Caravage à Rome, amis et ennemis

Publié le 21 Déc 2018
Caravage à Rome, amis et ennemis L'Homme Nouveau

Dix peintures de Caravage dont sept jamais montrées en France, confrontées aux œuvres de ses collègues, élèves ou rivaux, sont exposées au Musée Jacquemart André. 

En entrant dans la première salle de l’exposition, le regard du visiteur s’arrête immédiatement sur un grand tableau d’un réalisme saisissant : Judith décapitant Holopherne (1598). Judith vient de trancher la tête du chef militaire. Elle semble dégoûtée, le sang se répand ; la servante, au visage usé et repoussant, attend un sac à la main. Holopherne, la bouche ouverte, la main rétractée sur le drap blanc, ne crie plus mais reste très impressionnant. La scène vient de se passer, c’est une sorte d’image instantanée qui rend l’œuvre d’autant plus violente. Juste à côté, la même scène peinte par un autre artiste ne dégage pas autant d’intensité. 

Dans les salles suivantes les sujets, toujours traités avec une grande volonté de véracité, sont plus paisibles. Il y a le thème de la musique et de la nature morte où se déploie le magnifique talent de Caravage avec Le joueur de Luth (1595-1596) [toile récemment restaurée, conservée à Saint-Pétersbourg] : les instruments de musique, la partition, le bouquet, les fruits, et le jeune musicien aux mains si délicates montrent sa grande dextérité.

Et plus loin, les peintures aux thèmes religieux où Caravage excelle avec beaucoup de nouveauté. Il n’y a plus d’idéalisation mais des scènes qui semblent sortir du quotidien. Ainsi, le splendide Souper à Emmaüs (1605-1606) dont la composition simplifiée présente des personnages modestes, surpris par la bénédiction du Christ. Le fond sombre du tableau, la palette réduite utilisée pour les personnages et surtout l’éclairage singulier qui les met en valeur, donnent à cet instant une dimension mystique. En contemplant ce tableau, on ne peut s’empêcher de penser à la même scène peinte par Rembrandt quelques années plus tard.
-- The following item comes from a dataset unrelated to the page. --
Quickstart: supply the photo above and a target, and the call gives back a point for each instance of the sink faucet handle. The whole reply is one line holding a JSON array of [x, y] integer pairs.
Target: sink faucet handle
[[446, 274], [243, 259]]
Michelangelo Merisi dit Caravage, serait né à Milan en 1571, ville que ses parents auraient quitté pour le petit bourg de Caravaggio à la suite d’une épidémie de peste. Il a travaillé dans différents ateliers puis est allé à Rome où il se fait connaître. Tout en fréquentant les grands de ce monde, il reste très proche des milieux pauvres où il choisit ses modèles. Il est connu aussi pour son tempérament sanguin et colérique. Souvent en procès, il tue dans une rixe une de ses connaissances, Ranuccio Tomassoni, à Rome. Il fuit alors la ville et est condamné à mort par contumace. Il se réfugie à Naples, puis à Malte où il est de nouveau emprisonné mais réussi à s’enfuir jusqu’à la Sicile. Il espère revenir à Rome et obtenir le pardon du pape mais il meurt en 1610, sur le chemin du retour. Sa vie affective semble aussi tourmentée. Comme il a peint de jeunes garçons, on a supposé qu’il avait un penchant pour eux, mais un des commissaires de l’exposition suggère que ce sont plutôt ses commanditaires. Il aimait les femmes… et avait, semble-t-il, une certaine foi. Ses œuvres religieuses, très originales pour son temps mais toujours respectueuses, montrent souvent la lumière au milieu des ténèbres. Il a apporté à la peinture un éclairage particulier appelé le caravagisme qui influence les peintres de son temps mais aussi ceux qui lui succèdent (Georges de La Tour, Rembrandt…).

À ne pas manquer !

Jusqu’au 28 janvier 2019. Musée Jacquemart-André, 158, boulevard Haussmann, 75008 Paris. Ouvert tous les jours de 10h à 18h. Nocturne le lundi jusqu’à 20h30 en période d’exposition.